Seh' ich identisch. Ich hätte klarmachen sollen, dass es als Replik auf Liam gedacht war.


----------



## berndf

Schimmelreiter said:


> Seh' ich identisch. Ich hätte klarmachen sollen, dass es als Replik auf Liam gedacht war.


Das war mich schon klar. Mein Post ist nicht als Widerspruch zu Deinem zu verstehen. Ich habe Dein Zitat nur als willkommenen Aufhänger für meine Bemerkung verwandt. Sorry, wenn das falsch angekommen sein sollte.


----------



## Glockenblume

Habe ich es recht verstanden?: Alle sind geschlossen anderer Meinung  als der DUDEN, der da schreibt: 
"[...]Dagegen kann man bei _Ich bin geboren_ nur den Ort angeben, also _Ich bin in Berlin geboren_, aber nicht: _Ich bin am 1. Juni in Berlin geboren_ oder _Ich bin als zweites Kind der Eheleute ... geboren._"

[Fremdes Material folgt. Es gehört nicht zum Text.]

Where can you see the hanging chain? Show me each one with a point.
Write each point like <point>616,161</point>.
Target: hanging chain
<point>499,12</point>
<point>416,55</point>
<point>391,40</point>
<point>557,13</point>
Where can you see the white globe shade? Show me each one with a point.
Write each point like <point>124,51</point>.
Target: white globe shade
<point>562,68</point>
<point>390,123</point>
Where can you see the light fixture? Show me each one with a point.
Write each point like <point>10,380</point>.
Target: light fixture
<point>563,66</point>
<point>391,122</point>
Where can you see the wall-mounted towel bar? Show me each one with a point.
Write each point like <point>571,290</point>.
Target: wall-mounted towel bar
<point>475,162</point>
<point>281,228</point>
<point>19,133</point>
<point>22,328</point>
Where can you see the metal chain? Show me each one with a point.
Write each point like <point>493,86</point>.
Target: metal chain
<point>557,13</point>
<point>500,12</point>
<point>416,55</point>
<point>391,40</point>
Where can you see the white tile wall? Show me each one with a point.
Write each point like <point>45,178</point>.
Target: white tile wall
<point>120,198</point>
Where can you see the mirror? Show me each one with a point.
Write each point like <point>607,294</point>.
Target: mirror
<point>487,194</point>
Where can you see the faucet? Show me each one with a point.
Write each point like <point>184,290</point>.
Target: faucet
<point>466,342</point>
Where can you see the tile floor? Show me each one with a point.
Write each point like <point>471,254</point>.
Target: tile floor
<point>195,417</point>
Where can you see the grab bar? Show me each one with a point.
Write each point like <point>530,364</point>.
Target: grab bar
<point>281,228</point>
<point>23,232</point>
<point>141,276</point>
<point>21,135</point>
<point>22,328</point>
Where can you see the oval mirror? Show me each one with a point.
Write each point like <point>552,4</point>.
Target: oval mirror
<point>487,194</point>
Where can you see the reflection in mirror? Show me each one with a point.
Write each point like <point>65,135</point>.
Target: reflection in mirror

Wohlgemerkt, ich will die DUDEN-Meinung hier keineswegs verteidigen, ich möchte nur Klarheit schaffen.


----------



## Sowka

Guten Morgen 



Glockenblume said:


> Habe ich es recht verstanden?: Alle sind geschlossen anderer Meinung  als der DUDEN, der da schreibt:
> "[...]Dagegen kann man bei _Ich bin geboren_ nur den Ort angeben, also _Ich bin in Berlin geboren_, aber nicht: _Ich bin am 1. Juni in Berlin geboren_ oder _Ich bin als zweites Kind der Eheleute ... geboren._"
> 
> Wohlgemerkt, ich will die DUDEN-Meinung hier keineswegs verteidigen, ich möchte nur Klarheit schaffen.



Nein, ich schließe mich Liam Lew's an. (Sorry, ich habe in den letzten Tagen nicht viel Zeit und Energie fürs Forum gehabt; bin im Moment (akut bis 12. Juni) anderweitig etwas absorbiert).

Gestern Abend schaute ich in mein Profil hier bei WRF, und da steht tatsächlich: "Ich wurde geboren. Eines Tages werde ich sterben..."

So würde ich "geboren" stets verwenden. Allerdings neige ich, wenn ich den Ort allein angebe, auch zu der Formulierung "Ich bin in Berlin geboren", fasse dies aber sozusagen als Kurzform von "Ich bin in Berlin geboren worden" auf. 

Mir kommt das Argument, dass beide Gesprächsparteien den Geburtsvorgang (in allen seinen Details?) vor Augen hätten, wenn sie "geboren worden" verwenden würden, nicht schlüssig vor. Demnach müsste ich eine Person also, wenn ich fragen wollte, in welchem Klinikum ihre Operation durchgeführt wurde, taktvollerweise fragen:
"Wo bist du operiert?", denn wenn ich die Frage stellen würde, die ich eigentlich stellen wollte:
"Wo bist du operiert worden" oder "Wo wurdest du operiert?", dann wären die blutigen Details der Operation im Gespräch? 

Für mich ist es so: Meine Mutter hat mich geboren. Ich bin geboren worden. / Ich wurde geboren.


----------



## berndf

Glockenblume said:


> Habe ich es recht verstanden?: Alle sind geschlossen anderer Meinung als der DUDEN, der da schreibt:
> "[...]Dagegen kann man bei _Ich bin geboren_ nur den Ort angeben, also _Ich bin in Berlin geboren_, aber nicht: _Ich bin am 1. Juni in Berlin geboren_ oder _Ich bin als zweites Kind der Eheleute ... geboren._"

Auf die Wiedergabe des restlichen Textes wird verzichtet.